Experience of Customers Helps to Forge Shoppers’ Expectations

I thought you would be tallerIf you believe, like I do, that happiness is about expectations management, customer reviews are your best bet for selecting your next car, smartphone or restaurant because they will likely deliver an experience you expect.

“The big advantage of a major brand over a small competitor is a residual expectation in a consumer mind of reduced probability to be disappointed. When quality is hard to predict a brand serves as a proxy to likelihood of good experience. The detailed and product specific experiences, shared by actual customers, help to decide if this product is for you.

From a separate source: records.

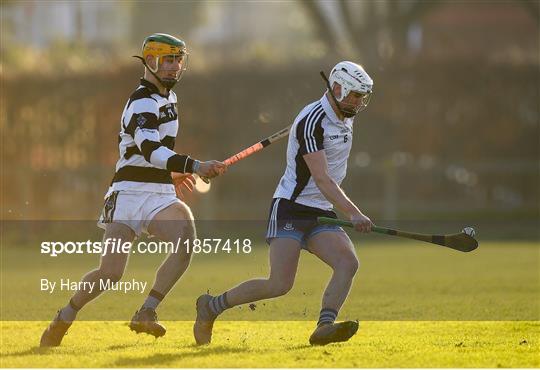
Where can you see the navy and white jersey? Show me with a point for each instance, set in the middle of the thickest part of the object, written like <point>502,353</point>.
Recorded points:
<point>148,132</point>
<point>316,128</point>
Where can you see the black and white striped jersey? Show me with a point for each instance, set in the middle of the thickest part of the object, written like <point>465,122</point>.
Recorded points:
<point>316,128</point>
<point>148,131</point>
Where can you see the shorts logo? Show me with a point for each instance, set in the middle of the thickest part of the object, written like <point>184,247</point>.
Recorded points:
<point>141,121</point>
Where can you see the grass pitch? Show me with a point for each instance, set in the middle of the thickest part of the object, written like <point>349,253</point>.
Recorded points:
<point>280,344</point>
<point>418,306</point>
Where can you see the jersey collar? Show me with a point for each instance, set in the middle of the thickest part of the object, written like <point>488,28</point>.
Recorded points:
<point>331,114</point>
<point>153,88</point>
<point>329,110</point>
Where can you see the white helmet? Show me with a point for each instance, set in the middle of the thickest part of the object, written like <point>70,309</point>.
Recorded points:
<point>352,77</point>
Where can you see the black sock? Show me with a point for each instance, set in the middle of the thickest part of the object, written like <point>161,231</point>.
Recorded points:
<point>219,304</point>
<point>153,300</point>
<point>327,316</point>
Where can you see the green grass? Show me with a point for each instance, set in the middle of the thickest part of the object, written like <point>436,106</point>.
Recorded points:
<point>419,306</point>
<point>280,344</point>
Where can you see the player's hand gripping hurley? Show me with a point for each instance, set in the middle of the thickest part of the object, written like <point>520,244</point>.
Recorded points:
<point>461,242</point>
<point>255,148</point>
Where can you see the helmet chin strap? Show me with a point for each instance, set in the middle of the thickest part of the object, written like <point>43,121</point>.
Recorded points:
<point>345,113</point>
<point>168,83</point>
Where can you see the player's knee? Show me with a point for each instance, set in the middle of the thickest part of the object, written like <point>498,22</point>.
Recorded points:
<point>347,265</point>
<point>280,287</point>
<point>351,266</point>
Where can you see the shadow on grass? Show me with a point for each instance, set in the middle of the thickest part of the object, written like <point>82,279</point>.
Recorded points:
<point>32,351</point>
<point>66,350</point>
<point>161,359</point>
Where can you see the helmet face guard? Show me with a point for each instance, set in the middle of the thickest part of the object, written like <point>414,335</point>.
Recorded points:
<point>350,110</point>
<point>180,59</point>
<point>351,77</point>
<point>165,49</point>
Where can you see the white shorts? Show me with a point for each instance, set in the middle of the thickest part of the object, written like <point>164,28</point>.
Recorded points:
<point>135,209</point>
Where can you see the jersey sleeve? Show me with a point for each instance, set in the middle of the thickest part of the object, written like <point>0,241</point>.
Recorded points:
<point>310,133</point>
<point>142,125</point>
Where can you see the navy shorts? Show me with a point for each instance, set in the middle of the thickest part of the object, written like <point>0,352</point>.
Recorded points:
<point>292,220</point>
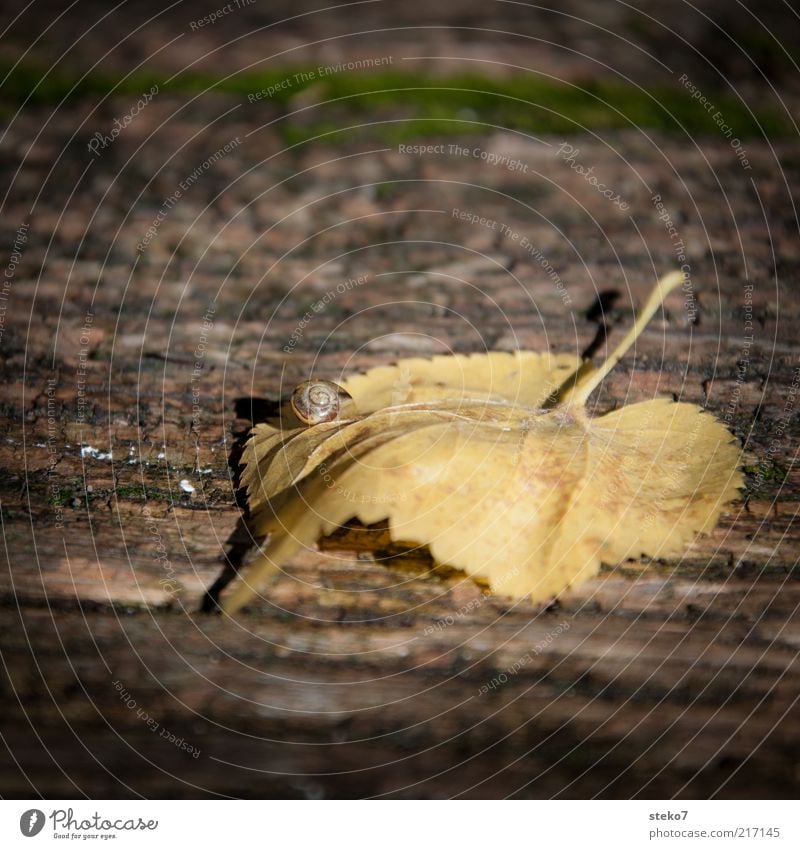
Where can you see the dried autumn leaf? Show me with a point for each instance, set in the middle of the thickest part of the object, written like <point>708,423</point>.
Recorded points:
<point>493,462</point>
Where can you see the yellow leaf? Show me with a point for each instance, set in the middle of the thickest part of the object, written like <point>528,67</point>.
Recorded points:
<point>493,463</point>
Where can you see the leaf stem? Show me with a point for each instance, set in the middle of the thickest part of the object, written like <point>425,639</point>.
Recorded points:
<point>583,388</point>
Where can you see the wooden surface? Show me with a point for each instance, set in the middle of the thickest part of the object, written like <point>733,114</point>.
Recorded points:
<point>368,674</point>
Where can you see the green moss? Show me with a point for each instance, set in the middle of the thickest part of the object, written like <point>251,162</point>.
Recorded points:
<point>408,105</point>
<point>768,471</point>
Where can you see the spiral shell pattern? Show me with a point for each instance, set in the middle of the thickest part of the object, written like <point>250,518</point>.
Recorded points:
<point>317,401</point>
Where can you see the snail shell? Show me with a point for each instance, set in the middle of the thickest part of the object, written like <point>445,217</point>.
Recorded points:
<point>317,401</point>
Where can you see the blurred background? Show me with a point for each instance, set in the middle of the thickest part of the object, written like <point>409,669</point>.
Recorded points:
<point>205,204</point>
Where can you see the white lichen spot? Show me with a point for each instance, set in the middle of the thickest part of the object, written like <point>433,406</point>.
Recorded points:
<point>95,453</point>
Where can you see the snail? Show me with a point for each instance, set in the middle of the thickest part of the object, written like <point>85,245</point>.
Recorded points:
<point>317,401</point>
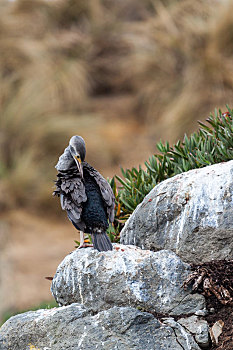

Surely, this information is not perfect, but if it is in statistically representative volume, it the best way to shrink the gap between your expectations and your experience.”

Skeptics often cite that reviews from customers, who may not be like you, make the usefulness of these reviews highly questionable because people have very different attitudes and product adoption skills. While this is undisputable, the large number of reviews and filtering options available allow for a reasonably easy match between a shopper and the customer profiles. The personality and attitudes of a customer shine through the language of the reviews and help a shopper to “try on” an experience of people like her. The absence of a “story” is one of the key reasons why ecommerce sites that substitute actual reviews with score cards experience lower traffic and visit-to-purchase conversion rates than their competitors who publish complete reviews.

Most of content generated by customers is fact based. There is no sugar coating or attempts to manipulate your emotions. The language of reviews tend to be more specific, more matter-of-fact and focused on the personal experience the writer had with a product in question. Warm and fuzzy is much less effective when it faces meaningful competition from more “rational” sources.

The language also betrays fakers and dumb marketers who sometimes try to manipulate the market. Faking reviews effectively is not as easy as people may think. The language used, vague description of details and lack of personal experience knowledge are easily noticed not only by an attentive reader, but even by algorithmic filters that consistently give them low confidence score. In addition, it is impossible to tip the scale with an occasional fake review, and a sufficient volume of them can be easily spotted and tracked to the source. The financial penalties imposed by FTC for publishing fake reviews have run into hundreds of thousands of dollars, but that fades compared with damage to the reputation of the company that commission such activities.

It is surprising how few marketers consider customer reviews to be a valuable source for marketing intelligence because they cannot control and/or manipulate it. Instead they prefer to rely on “big data” acquired without customers’ consent and often against their wishes. Those marketers who do hear what real customers want to tell them quickly discover what specifically make one product more valuable than the alternatives to their best customers and prospects. Actual use of this intelligence to support their product marketing processes helps them consistently outsell their competitors by a wide margin without price discounting.

You cannot eliminate an uncertainty, but experiential information provided by customers helps to resolve it much faster and much more specifically than any brand advertising or company centered survey.